Элке натянула тонкие тканевые перчатки белого цвета, которые достала из кармана, и торжественно вытащила виниловую пластинку стандарта 33 и 1/3 оборота, черную, блестящую, как лакрица, из конверта.

– Это самый первый выпуск “Слушай сверчков”, вышедший в Европе. Может быть, единственный на сегодняшний день. Но однозначно не последний.

– Но что это? Сборник звуков, издаваемых насекомыми? Это связано с корейским энтомологическим обществом?

– Нет. Это инструмент для программирования слуховых инструментов, да такого, что их разработчики и представить себе не могли бы.

Винтажный винил и высокотехнологичные слуховые аппараты на специальных цифровых платформах – такого сочетания я тоже не мог себе представить. Но мне и не нужно было, потому что через пять минут и меня подключили к северокорейскому проекту Ромма Вертегаала в процессе… настройки.

– Сейчас есть лазерные электропроигрыватели без механических тонармов, алмазных игл и картриджей, – сказала Элке, надевая ремень беспроводного контроллера Connexx мне на шею. – Такой, конечно, облегчил бы жизнь нам, скромным аудиологам, которые хотят использовать систему настройки Вертегаала. Но у Ромма его, видно, не было. И нам всем пришлось потратиться на таких вот экзотических чудищ. Они жутко дорогие и сложные в эксплуатации, поэтому немногие аудиологи делают то, что я собираюсь проделать с вами. Этому механизму, например, больше двадцати лет. Придумала их израильтянка Юдифь Шпотхайм-Корениф из какого-то Эйндховена в Нидерландах. Ромм приспособил “Сверчков” к аудиопараметрам ее проигрывателя – тогда на всю Азию был один такой, и Ромм им воспользовался. Теперь там есть еще несколько.

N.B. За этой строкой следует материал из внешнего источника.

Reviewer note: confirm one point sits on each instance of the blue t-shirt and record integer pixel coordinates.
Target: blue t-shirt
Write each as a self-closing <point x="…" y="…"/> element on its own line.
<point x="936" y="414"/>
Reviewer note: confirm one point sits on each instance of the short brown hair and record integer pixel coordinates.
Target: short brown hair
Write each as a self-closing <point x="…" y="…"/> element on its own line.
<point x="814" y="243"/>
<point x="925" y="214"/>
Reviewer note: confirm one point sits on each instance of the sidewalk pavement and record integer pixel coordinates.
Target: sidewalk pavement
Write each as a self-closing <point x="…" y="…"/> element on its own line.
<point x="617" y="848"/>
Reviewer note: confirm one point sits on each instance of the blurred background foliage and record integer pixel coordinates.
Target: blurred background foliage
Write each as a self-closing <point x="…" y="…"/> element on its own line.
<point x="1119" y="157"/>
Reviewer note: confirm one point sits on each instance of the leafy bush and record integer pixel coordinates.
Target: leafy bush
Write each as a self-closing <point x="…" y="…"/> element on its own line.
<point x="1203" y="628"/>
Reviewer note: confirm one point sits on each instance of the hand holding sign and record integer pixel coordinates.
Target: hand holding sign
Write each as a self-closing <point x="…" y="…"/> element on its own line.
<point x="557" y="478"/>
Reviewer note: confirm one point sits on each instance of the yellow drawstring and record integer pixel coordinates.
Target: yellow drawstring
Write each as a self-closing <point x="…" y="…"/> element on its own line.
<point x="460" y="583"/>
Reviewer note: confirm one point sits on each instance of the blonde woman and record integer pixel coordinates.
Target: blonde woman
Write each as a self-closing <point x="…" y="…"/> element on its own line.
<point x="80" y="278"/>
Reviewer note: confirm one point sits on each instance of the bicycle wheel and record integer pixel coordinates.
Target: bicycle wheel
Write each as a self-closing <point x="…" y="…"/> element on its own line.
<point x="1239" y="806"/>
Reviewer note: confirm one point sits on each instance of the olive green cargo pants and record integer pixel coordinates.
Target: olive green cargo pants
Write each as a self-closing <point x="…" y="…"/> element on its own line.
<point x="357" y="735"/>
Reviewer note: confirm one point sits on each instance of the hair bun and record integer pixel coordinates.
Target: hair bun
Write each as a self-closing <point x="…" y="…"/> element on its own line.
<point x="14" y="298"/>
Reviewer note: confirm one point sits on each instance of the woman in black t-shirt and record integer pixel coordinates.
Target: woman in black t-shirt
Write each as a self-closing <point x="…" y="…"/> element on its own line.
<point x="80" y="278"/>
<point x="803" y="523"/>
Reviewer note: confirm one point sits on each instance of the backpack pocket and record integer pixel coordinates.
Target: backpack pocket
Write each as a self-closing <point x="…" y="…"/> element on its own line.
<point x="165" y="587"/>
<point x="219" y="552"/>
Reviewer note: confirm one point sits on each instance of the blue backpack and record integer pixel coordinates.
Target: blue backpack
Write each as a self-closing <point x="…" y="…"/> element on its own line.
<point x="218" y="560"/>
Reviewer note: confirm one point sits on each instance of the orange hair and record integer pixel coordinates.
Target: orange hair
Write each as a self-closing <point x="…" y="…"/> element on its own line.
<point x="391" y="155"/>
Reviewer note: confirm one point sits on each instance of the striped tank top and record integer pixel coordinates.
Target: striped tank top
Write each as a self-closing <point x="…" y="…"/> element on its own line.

Мы закрылись в четвертой аудиокабине – это, собственно говоря, та же кабина для звукозаписи – будка, обшитая для звукоизоляции пенопластом. Слова, произносимые в четвертой кабине, звучали неестественно, казались неживыми, неодушевленными объектами. Пол, потолок и стены кабины, не обладая отражающей способностью, не сообщали звукам, исходившим из наших ртов, силы и формы, и геометрия пространства – тоже, от этого смысл и воздействие слов мистическим образом менялись – насколько и как именно, мне трудно определить. Я вдруг понял, что абсолютная нейтральность дестабилизирует коммуникацию между людьми – этому, пожалуй, научную работу можно посвятить.